Un racconto difficile per lo stesso
Soldati. Fuori anche dalle sue misure, improntate al garbo: indignato, quasi maledicente,
savonaroliano. L’“Abraam giudeo” di Boccaccio, della seconda novella del
“Decameron”, che “va in corte di Roma, e veduta la malvagità de’ chierici, torna
a Parigi e fassi cristiano”. Come a dire: se malgrado tutto questo male la
religone soravvive, dev’essere quella vera. Un racconto di moralités. Perfino di pedagogismi, dichiarati, da sindrome del
maestro di scuola, a lui pure così
estranea: come uno che volesse tenere o rimettere in piedi l’impalcatura
pericolante, se non già terremotata, della chiesa, nientedimeno.
Un corpo a corpo con la
perduta fede. Alla quale Silvano Nigro lo recupera con Pascal. Col pascaliano
“il Paradiso bisogna scommetterlo”. Che Soldati cita più volte, a proposito di
Manzoni e altri. Su questo tema recupera in appendice “Il sale della terra”,
sulla santità, e la recensione a Emilio Cecchi, “Scrittori inglesi e
americani”. Questa per lo sdegno sull’equiparazione nei gusti di Cecchi, per
lui improponibile, tra Poe, Stevenson e Conrad da una parte con Belloc e
Chesterston dall’altra. Di Chesterston non avendo nessuna stima. E semmai la
fede tra i due gruppi volendo rovesciata, fra i tre e i due: “Una tragica
alternativa di non conformismo e conformismo, di radicalismo e reazionarismo,
di audacia e prudenza, di fede e sfiducia”. Mentre “il cattolicesimo, fra gli
intellettuali di oggi, è l’ultimo rifugio dei più scettici e sfiduciati”.

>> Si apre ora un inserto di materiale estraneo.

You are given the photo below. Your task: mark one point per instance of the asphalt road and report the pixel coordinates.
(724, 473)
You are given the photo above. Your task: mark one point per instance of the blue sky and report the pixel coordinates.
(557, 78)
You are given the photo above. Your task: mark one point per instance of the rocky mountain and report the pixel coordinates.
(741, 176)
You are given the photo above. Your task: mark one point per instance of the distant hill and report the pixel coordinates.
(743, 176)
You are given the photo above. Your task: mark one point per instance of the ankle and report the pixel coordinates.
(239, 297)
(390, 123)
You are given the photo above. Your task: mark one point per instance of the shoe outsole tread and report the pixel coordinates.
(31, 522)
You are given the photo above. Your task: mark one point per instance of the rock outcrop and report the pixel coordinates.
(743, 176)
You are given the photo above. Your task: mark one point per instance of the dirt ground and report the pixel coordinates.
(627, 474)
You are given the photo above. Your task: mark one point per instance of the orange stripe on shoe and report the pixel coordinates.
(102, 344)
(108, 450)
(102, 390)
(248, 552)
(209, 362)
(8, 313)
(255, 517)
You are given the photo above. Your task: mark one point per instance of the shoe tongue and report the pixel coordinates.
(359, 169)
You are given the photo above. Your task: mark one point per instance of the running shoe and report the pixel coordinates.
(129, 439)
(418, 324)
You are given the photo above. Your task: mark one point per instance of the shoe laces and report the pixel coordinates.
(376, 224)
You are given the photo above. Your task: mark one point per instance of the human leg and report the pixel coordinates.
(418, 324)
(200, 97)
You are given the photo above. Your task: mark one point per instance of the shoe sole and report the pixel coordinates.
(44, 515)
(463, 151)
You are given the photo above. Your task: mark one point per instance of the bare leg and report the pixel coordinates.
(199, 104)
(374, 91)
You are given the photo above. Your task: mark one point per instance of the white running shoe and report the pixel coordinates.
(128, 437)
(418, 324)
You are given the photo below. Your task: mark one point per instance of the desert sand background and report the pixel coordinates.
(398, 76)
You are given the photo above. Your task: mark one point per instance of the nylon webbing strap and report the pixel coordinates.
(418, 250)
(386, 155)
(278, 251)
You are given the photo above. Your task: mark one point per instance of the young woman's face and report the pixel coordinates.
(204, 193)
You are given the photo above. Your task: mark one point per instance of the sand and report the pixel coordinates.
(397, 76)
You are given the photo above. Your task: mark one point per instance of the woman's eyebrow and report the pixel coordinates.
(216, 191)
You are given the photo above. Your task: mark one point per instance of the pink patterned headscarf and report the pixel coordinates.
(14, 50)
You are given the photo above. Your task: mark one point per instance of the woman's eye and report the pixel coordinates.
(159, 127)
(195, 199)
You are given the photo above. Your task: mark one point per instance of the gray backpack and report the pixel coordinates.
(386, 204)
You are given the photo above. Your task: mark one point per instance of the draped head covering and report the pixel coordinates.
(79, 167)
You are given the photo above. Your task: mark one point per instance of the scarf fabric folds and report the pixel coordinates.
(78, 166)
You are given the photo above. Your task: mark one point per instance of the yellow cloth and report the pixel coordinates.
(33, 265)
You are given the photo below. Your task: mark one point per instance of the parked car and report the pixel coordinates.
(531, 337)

Non da miscredente, Soldati
si recita salmi e versetti. Per interloquire, seppure in soliloquio, per
spiegarsi, capire.Un viaggio in se stesso, nella propria infanzia e
adolescenza, nelle quali la fede ebbe larga parte, di cui tenta di afferrare il
senso, e il peso – la religione lo riporta alla sua “triste fanciullezza”. Evoca
“la lontana angoscia della mia fanciullezza divota, quando il più grande
divertimento era servir Messa e cantare in processione..., la dolcezza delle
lunghe orazioni nelle cappelle deserte”. E si dice “con un nodo alla gola, con
un enorme peso sullo sterno, con una disperata volontà di pianto, sono lì lì
per dubitare”. Una liberazione? Una riconquista?

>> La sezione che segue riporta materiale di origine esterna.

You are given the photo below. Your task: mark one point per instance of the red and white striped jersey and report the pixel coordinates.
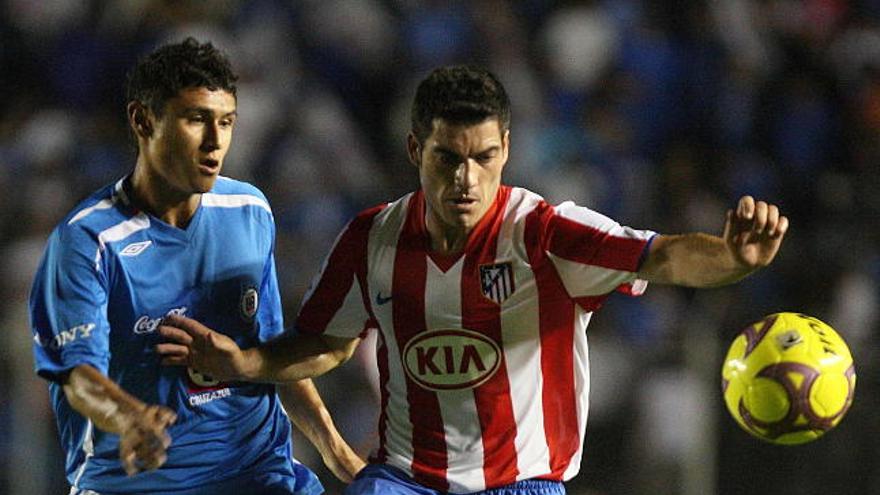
(482, 359)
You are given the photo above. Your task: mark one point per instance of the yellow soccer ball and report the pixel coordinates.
(788, 378)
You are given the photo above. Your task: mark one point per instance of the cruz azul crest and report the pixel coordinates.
(496, 281)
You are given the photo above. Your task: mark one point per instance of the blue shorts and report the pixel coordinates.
(381, 479)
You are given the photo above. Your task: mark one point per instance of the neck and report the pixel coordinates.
(152, 193)
(446, 240)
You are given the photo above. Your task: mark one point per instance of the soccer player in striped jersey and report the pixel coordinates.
(172, 237)
(481, 294)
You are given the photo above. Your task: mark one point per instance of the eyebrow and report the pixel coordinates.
(205, 110)
(446, 151)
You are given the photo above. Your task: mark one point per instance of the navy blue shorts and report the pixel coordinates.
(381, 479)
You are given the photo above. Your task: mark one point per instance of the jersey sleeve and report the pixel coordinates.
(593, 254)
(68, 306)
(337, 303)
(269, 312)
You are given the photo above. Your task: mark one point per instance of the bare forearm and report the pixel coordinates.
(291, 360)
(308, 413)
(101, 400)
(692, 260)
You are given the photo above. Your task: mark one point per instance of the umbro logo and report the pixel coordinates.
(135, 248)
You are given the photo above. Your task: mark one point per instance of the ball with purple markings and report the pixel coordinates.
(788, 378)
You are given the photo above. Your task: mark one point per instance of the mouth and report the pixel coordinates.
(209, 166)
(463, 203)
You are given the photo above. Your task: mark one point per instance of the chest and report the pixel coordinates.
(213, 274)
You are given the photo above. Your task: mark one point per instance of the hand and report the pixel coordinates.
(197, 346)
(754, 232)
(342, 461)
(144, 442)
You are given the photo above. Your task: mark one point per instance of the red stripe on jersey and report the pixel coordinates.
(347, 261)
(382, 363)
(483, 315)
(556, 319)
(408, 312)
(588, 245)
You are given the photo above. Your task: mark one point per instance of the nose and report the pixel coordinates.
(211, 138)
(465, 175)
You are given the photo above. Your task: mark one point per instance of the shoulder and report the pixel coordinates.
(523, 204)
(231, 193)
(99, 212)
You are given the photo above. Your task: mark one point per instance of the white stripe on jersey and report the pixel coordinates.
(458, 408)
(233, 201)
(119, 232)
(523, 363)
(104, 204)
(382, 245)
(581, 384)
(88, 449)
(601, 280)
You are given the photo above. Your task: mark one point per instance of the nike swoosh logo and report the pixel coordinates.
(382, 300)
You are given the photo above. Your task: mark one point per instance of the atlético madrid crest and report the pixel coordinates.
(249, 303)
(496, 281)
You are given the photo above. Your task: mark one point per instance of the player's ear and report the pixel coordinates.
(413, 149)
(505, 146)
(139, 119)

Prose piene di umori, come
sempre in Soldati. “Un treno di notte, se non mi distraggo, mi fa, sempre,
pensare alla morte”. La fede è un dono: “Molti credono di credere, e invece non
credono; e molti credono di non credere,
e invece credono”. Con i miracoli e senza: “Ma credere? Credere? Sono proprio necessari
i miracoli per credere?” Perché “si nasce, si vive, si muore, e non sappiamo
perché. Ma chi, almeno una volta, non ha sperato? Abbiamo forse qualche altra
verità?”
Sul piano storico,
effettuale, la conclusione la dice all’inizio: “Non i santi, purtroppo, ma i
bigotti sono la grande forza dell’attuale Chiesa cattolica”. Ma senza tragedie.
Alla seconda corrispondenza-capitolo racconta, con tratti unicamente sensuali,
un innamoramento platonico, nella sosta che il treno fa alla frontiera con la
Francia per la “visita” dei doganieri. Con il “raccontar rapido, tutto cose”, e
“il dialogar frequente” dell’elzeviro “La novella estera”, 1935, che Soldati
teorizza, seppure ironico, degli “esterofili”.